Eric ve Andrew, evlatlık kızları Wen ile birlikte, New Hampshire’ın ücra bir bölgesindeki bir kulübede tatil yapmak için yola çıkarlar. Yolculuk uzun ve yorucudur. Ancak, aile sonunda kulübeye ulaşır ve dinlenmeye başlarlar.
Tatilleri, ilk başta planlandığı gibi başlar. Aile, kulübede vakit geçirirken, doğanın güzelliğini keşfeder. Ancak, bir gece, kulübelerinin kapısını silahlı dört yabancı çalar.
Yabancılar, aileyi rehin alır ve onları dışarıyla bağlantılarını keser. Aile, dış dünyada neler olup bittiğini bilmemektedir. Ancak, bu yabancıların tehlikeli olduğu açıktır.
Aile, hayatta kalmak için birlikte çalışmak zorundadır. Eric, güçlü ve kararlı bir liderdir. Andrew, hızlı düşünen ve yaratıcı bir problem çözücüdür. Wen ise, genç ve cesurdur.
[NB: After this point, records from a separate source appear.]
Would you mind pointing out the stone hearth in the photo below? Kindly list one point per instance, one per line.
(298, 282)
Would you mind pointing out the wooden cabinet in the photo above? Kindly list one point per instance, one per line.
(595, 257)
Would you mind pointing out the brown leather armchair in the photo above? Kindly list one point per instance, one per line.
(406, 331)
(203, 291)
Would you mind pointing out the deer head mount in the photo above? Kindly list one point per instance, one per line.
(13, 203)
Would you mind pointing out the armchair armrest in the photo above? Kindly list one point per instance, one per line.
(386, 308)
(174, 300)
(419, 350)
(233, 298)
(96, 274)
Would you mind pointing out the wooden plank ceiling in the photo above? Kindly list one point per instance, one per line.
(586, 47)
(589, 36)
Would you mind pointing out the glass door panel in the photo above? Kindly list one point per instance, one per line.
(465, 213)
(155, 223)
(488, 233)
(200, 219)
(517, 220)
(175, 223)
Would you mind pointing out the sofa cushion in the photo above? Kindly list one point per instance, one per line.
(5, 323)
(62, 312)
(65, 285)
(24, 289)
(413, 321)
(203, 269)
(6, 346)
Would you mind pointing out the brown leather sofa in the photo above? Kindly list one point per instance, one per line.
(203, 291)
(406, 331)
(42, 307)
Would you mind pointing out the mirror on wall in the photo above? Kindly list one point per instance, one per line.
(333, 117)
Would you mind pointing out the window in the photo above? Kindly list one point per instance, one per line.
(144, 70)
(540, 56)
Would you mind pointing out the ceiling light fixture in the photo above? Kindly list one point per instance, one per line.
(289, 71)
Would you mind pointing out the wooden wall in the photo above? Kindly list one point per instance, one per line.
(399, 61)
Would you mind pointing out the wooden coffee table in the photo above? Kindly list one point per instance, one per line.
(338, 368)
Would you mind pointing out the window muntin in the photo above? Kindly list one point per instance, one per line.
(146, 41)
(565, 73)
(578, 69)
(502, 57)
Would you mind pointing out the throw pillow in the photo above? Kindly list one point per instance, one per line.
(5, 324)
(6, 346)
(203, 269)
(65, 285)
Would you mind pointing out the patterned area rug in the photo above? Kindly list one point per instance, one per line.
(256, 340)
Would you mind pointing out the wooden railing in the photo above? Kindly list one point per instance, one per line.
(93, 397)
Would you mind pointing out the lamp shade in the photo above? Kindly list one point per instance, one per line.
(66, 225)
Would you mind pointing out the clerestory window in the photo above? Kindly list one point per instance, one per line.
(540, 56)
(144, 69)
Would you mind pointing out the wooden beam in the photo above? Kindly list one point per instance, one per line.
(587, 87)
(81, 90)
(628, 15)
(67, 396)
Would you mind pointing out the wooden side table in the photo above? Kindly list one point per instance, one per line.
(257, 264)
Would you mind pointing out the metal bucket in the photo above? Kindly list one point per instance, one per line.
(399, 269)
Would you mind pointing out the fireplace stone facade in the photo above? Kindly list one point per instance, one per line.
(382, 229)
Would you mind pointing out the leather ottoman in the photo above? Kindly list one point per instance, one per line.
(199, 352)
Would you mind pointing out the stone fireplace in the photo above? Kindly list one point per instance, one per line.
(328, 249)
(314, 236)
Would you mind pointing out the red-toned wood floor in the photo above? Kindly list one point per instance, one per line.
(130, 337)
Aile, yabancıların kim olduklarını ve neye çalıştıklarını öğrenmek zorundadır. Yabancılar, bir kıyamet senaryosu mu planlıyor? Yoksa, başka bir tehlikenin parçası mı?
Aile, hayatta kalmak için zorlu seçimler yapmak zorundadır. Kendilerini kurtarmak için yabancıları öldürmeleri gerekir mi? Yabancılara yardım edip, ailenin de tehlike altına girmesine izin mi vermeleri gerekir?
Aile, her şeyin kaybedilebileceği bir noktada, acil bir karar vermek zorundadır.